Prestation de serment des agents de police, au palais de Chaillot, à Paris, en janvier 1942 (photographie interdite par la censure). ajouter copyright

Serge Quadruppani, Éric Hazan et Lundi Matin : généalogie et rôle d’un agent provocateur dans l’ultragauche  

L’histoire de l’ultragauche française est traversée par des figures ambiguës, dont les trajectoires mêlent militantisme, révisionnisme et opérations de désinformation. Parmi elles, Serge Quadruppani occupe une place centrale, tant par son rôle dans l’importation du négationnisme dans les milieux libertaires que par ses liens troubles avec l’éditeur Éric Hazan et le site Lundi Matin.  

 Un parcours marqué par le révisionnisme  

Dans les années 1980, Quadruppani, aux côtés de son complice Jean Barrot (alias Gilles Dauvé) fils du célèbre commissaire Dauvé, ancien RG politique en charge des gauchistes et collaborateur notoire et efficace qui fit l’admiration de la Police SS de Paris du temps de sa jeunesse pour la qualité de son travail, s’est illustré par la diffusion de thèses révisionnistes au sein de l’ultragauche.

À travers trois revues – La Guerre sociale, Le Brise-Glace et La Banquise –, ils ont inondé les librairies militantes d’une prose niant l’existence des chambres à gaz, sous couvert de critique radicale. Guy Debord, lucide, avait d’ailleurs qualifié Quadruppani de « moustaches d’une bourrique » dans Cette Mauvaise Réputation, dénonçant son travail comme une manipulation idéologique.  

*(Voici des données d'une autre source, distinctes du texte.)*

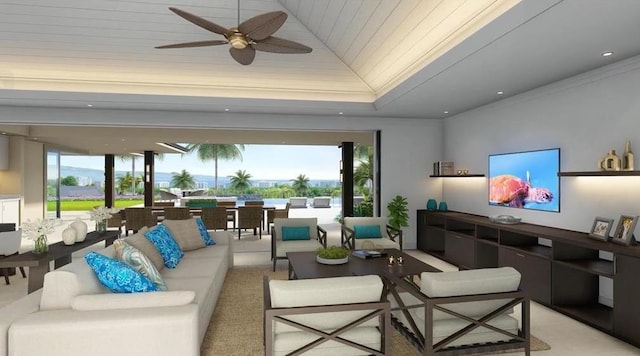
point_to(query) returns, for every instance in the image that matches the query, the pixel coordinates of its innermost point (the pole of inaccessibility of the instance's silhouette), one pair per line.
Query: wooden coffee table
(303, 265)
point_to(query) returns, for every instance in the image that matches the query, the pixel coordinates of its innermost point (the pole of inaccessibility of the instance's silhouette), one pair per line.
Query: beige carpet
(236, 325)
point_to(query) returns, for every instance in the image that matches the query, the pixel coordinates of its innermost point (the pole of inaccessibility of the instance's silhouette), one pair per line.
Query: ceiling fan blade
(195, 44)
(280, 45)
(197, 20)
(262, 26)
(243, 56)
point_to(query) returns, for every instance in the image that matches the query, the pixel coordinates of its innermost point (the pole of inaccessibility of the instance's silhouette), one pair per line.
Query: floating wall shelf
(599, 173)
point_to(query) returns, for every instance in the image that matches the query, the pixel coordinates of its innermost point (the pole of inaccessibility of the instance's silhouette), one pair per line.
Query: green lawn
(86, 205)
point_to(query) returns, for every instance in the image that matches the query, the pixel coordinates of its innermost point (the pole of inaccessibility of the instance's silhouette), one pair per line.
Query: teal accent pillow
(167, 246)
(295, 233)
(118, 276)
(141, 263)
(367, 231)
(204, 233)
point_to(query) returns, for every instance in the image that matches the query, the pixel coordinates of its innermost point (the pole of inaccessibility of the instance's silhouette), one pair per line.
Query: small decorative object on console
(505, 219)
(624, 230)
(601, 227)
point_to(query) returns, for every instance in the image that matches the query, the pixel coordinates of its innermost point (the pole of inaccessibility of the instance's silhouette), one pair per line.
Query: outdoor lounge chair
(326, 316)
(321, 202)
(358, 232)
(298, 202)
(287, 236)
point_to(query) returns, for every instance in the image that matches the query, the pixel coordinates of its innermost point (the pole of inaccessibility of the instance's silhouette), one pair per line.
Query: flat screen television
(525, 180)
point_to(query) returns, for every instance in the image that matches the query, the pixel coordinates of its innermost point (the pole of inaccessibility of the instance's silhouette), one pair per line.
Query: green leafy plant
(398, 212)
(333, 252)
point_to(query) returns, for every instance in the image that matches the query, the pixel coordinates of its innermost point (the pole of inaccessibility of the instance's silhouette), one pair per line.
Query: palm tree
(300, 185)
(240, 181)
(212, 152)
(182, 180)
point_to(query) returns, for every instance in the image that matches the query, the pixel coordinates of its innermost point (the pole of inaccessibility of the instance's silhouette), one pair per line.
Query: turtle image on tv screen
(525, 180)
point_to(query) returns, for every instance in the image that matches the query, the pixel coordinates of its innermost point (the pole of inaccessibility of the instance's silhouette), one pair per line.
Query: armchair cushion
(118, 276)
(295, 233)
(367, 231)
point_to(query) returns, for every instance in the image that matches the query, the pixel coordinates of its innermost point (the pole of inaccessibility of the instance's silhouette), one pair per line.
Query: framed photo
(601, 227)
(624, 230)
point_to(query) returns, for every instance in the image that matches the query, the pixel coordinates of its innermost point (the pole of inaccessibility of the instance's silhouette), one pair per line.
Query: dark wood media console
(560, 269)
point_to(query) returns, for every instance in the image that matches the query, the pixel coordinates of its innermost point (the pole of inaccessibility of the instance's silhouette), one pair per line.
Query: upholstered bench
(465, 309)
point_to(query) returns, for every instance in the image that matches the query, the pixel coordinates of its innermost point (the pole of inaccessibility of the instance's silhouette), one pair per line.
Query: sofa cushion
(146, 247)
(295, 233)
(166, 245)
(367, 231)
(141, 263)
(134, 300)
(118, 276)
(204, 233)
(186, 233)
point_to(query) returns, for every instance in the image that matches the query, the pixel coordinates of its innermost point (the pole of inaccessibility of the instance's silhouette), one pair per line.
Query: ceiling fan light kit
(251, 35)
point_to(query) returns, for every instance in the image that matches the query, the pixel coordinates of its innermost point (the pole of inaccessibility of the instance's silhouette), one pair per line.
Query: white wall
(585, 116)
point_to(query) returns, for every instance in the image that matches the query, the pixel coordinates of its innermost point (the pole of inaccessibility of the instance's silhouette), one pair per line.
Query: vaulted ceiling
(392, 58)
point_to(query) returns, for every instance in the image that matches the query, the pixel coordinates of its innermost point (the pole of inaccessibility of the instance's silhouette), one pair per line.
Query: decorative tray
(505, 219)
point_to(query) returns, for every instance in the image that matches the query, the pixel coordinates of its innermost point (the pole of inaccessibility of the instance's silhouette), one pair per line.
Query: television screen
(525, 180)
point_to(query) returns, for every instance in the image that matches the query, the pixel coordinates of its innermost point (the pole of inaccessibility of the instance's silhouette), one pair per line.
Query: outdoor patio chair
(136, 218)
(177, 213)
(215, 218)
(250, 217)
(326, 316)
(277, 213)
(295, 235)
(9, 245)
(164, 195)
(461, 312)
(369, 232)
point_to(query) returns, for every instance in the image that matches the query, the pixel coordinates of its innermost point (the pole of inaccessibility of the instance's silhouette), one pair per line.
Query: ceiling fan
(249, 36)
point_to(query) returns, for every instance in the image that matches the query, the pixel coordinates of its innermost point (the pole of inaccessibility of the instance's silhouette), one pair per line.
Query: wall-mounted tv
(525, 180)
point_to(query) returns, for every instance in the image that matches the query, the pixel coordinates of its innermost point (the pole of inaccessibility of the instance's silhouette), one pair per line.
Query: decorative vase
(41, 245)
(81, 229)
(69, 236)
(101, 226)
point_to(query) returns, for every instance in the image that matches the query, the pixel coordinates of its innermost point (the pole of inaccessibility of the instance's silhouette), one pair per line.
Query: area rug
(236, 325)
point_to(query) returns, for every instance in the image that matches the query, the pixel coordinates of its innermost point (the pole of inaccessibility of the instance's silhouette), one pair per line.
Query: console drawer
(535, 271)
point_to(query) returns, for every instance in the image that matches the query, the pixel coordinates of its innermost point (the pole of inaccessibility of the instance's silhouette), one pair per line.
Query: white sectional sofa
(73, 314)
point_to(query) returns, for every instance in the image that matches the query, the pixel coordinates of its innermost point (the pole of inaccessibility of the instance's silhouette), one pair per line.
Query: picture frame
(601, 228)
(625, 229)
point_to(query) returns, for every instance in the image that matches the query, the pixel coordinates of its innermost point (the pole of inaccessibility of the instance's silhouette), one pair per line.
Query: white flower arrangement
(102, 213)
(39, 227)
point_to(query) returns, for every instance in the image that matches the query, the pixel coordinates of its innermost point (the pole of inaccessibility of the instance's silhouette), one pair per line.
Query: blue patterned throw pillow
(168, 247)
(204, 233)
(367, 231)
(117, 276)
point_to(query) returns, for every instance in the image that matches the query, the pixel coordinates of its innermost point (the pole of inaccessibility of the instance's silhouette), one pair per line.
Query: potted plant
(332, 255)
(398, 212)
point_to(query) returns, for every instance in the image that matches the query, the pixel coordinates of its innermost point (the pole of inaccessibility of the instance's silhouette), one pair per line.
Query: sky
(261, 161)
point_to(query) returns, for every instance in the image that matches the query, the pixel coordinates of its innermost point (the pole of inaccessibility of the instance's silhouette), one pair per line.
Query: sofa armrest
(140, 332)
(110, 301)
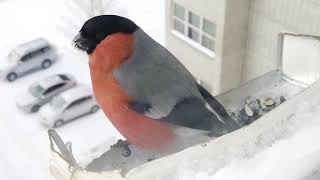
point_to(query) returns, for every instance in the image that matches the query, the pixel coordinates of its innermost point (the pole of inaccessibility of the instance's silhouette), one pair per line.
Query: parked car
(28, 57)
(69, 105)
(43, 91)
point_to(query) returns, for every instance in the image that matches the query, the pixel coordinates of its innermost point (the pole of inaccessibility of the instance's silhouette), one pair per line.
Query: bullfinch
(144, 90)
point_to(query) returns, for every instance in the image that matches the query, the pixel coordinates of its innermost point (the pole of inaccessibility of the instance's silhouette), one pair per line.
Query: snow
(295, 156)
(24, 152)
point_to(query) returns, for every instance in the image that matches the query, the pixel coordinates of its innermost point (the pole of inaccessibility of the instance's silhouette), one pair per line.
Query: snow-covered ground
(24, 152)
(296, 156)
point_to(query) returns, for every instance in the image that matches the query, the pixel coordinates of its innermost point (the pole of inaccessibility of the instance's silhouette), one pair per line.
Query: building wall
(234, 43)
(267, 18)
(200, 64)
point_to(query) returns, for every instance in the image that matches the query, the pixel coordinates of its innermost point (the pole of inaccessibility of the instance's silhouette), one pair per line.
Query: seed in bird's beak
(76, 38)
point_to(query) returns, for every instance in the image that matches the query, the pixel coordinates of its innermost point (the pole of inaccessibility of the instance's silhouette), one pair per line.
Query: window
(64, 77)
(26, 57)
(78, 102)
(194, 27)
(53, 88)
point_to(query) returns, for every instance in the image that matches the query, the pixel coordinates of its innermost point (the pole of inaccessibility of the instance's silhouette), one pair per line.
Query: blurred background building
(227, 43)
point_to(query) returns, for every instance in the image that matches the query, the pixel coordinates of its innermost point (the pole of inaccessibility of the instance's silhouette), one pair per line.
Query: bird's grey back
(153, 75)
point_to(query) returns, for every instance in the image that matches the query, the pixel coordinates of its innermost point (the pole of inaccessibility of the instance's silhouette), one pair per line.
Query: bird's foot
(123, 146)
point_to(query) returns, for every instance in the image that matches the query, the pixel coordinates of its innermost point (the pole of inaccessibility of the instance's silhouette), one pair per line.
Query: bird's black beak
(82, 43)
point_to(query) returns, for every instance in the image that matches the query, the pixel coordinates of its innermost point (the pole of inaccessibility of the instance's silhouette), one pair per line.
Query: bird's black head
(98, 28)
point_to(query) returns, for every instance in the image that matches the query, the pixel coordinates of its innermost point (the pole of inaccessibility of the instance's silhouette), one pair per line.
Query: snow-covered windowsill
(194, 44)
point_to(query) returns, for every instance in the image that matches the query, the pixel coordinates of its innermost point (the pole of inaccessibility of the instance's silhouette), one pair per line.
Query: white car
(43, 91)
(27, 57)
(69, 105)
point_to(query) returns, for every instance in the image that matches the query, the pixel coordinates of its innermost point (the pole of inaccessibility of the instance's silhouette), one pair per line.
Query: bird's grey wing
(162, 88)
(154, 77)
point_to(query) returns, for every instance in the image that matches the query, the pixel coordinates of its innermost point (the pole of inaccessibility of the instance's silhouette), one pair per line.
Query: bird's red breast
(114, 101)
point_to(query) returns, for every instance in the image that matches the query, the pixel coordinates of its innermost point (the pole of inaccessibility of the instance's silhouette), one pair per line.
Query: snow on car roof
(76, 93)
(50, 81)
(31, 46)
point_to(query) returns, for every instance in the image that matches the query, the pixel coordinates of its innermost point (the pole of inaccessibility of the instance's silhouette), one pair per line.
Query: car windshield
(57, 102)
(13, 56)
(36, 90)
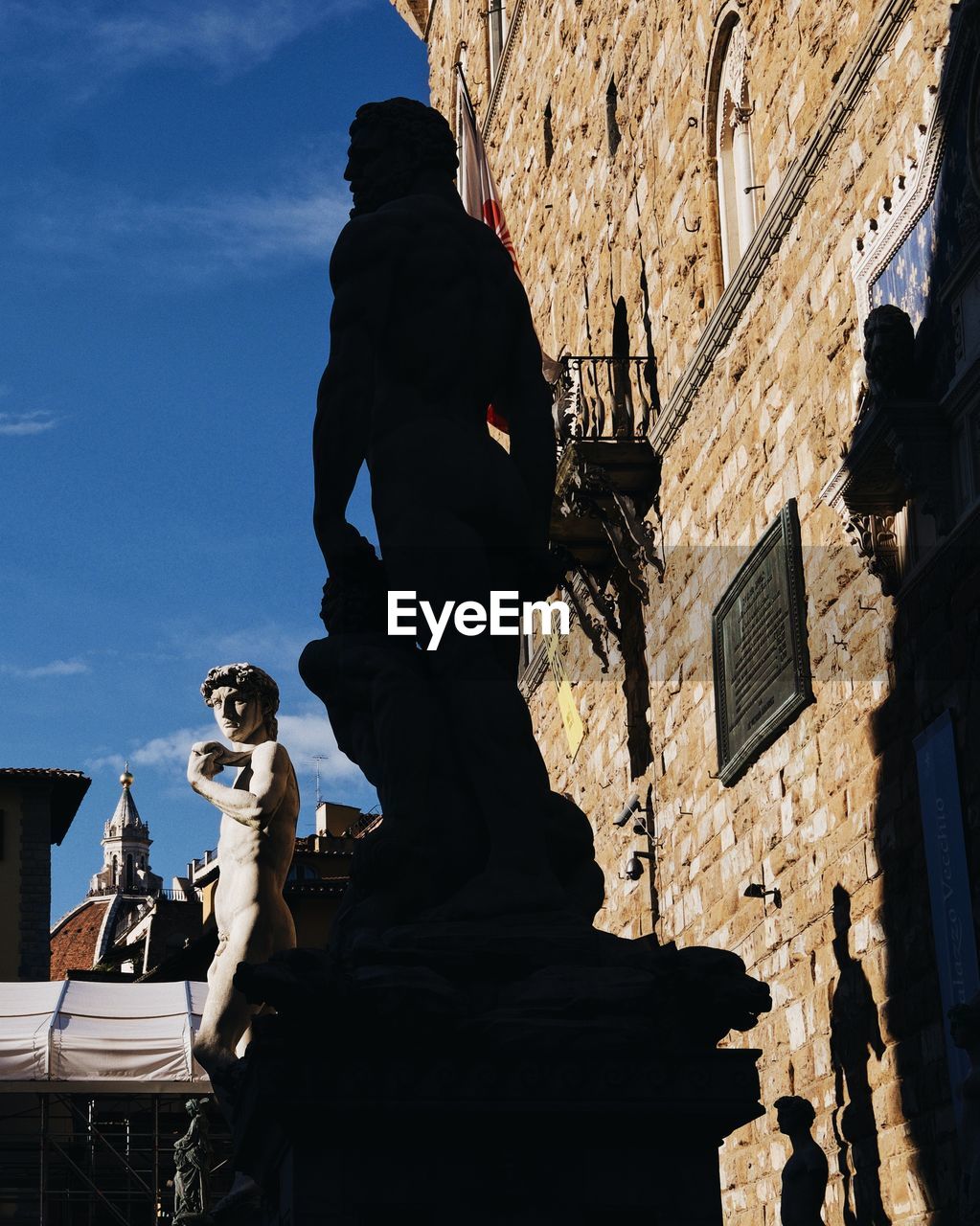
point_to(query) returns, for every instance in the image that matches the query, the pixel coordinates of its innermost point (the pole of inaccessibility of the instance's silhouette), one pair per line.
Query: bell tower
(125, 846)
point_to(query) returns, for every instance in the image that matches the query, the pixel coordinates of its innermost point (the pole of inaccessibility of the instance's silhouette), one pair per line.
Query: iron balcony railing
(602, 397)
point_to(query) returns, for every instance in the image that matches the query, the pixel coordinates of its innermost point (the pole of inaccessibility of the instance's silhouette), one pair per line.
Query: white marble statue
(255, 848)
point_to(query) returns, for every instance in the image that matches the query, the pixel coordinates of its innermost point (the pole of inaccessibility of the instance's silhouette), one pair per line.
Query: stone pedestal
(493, 1138)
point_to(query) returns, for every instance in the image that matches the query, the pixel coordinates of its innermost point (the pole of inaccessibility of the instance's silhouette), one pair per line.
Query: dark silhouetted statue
(192, 1156)
(429, 328)
(964, 1024)
(805, 1173)
(464, 951)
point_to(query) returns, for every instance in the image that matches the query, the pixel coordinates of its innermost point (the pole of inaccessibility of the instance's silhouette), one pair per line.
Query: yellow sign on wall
(571, 717)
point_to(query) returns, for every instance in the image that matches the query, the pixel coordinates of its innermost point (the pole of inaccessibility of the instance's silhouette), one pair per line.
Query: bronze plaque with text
(760, 647)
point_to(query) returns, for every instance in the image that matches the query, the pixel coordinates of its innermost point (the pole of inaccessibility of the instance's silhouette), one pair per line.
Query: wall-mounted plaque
(760, 647)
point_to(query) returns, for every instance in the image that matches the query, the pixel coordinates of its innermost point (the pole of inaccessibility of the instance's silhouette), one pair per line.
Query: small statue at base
(192, 1156)
(805, 1173)
(255, 849)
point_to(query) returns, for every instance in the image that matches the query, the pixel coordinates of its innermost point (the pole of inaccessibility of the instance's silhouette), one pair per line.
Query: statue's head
(393, 145)
(889, 352)
(794, 1115)
(244, 700)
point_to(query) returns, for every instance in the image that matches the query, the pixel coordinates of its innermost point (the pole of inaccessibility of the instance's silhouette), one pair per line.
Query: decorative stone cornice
(900, 213)
(779, 218)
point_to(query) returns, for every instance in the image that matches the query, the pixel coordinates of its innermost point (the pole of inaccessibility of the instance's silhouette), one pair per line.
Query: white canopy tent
(79, 1034)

Pourtant, Quadruppani a toujours su se recycler : romancier policier, il a bénéficié de la complaisance d’éditeurs comme Éric Hazan, qui a publié ses œuvres tout en fermant les yeux sur son passé. Lorsque le polar engagé Didier Daeninckx découvrit la présence de Quadruppani et Barrot chez son éditeur, il réagit en révélant leur curriculum vitae peu reluisant. En réponse, les deux hommes rédigèrent un texte tortueux, « Les ennemis de nos ennemis ne sont pas forcément nos amis », plusieurs fois remanié et signé par des prête-noms pour masquer leur implication.  

 La stratégie de l’infiltration  

Daeninckx y vit une tentative d’infiltration fascisante, mais ne perçut pas l’ampleur de la manœuvre : il s’agissait moins d’une offensive d’extrême droite que d’une opération de désinformation professionnelle, visant à saper toute critique cohérente du système. Quadruppani, Barrot et leur réseau ont toujours joué sur deux tableaux :  

D’un côté, un discours ultraradical, séduisant les anarchistes « bisounours » et les communistes romantiques.  

De l’autre, une pratique consistant à noyer toute lutte effective dans des débats stériles et des controverses empoisonnées.  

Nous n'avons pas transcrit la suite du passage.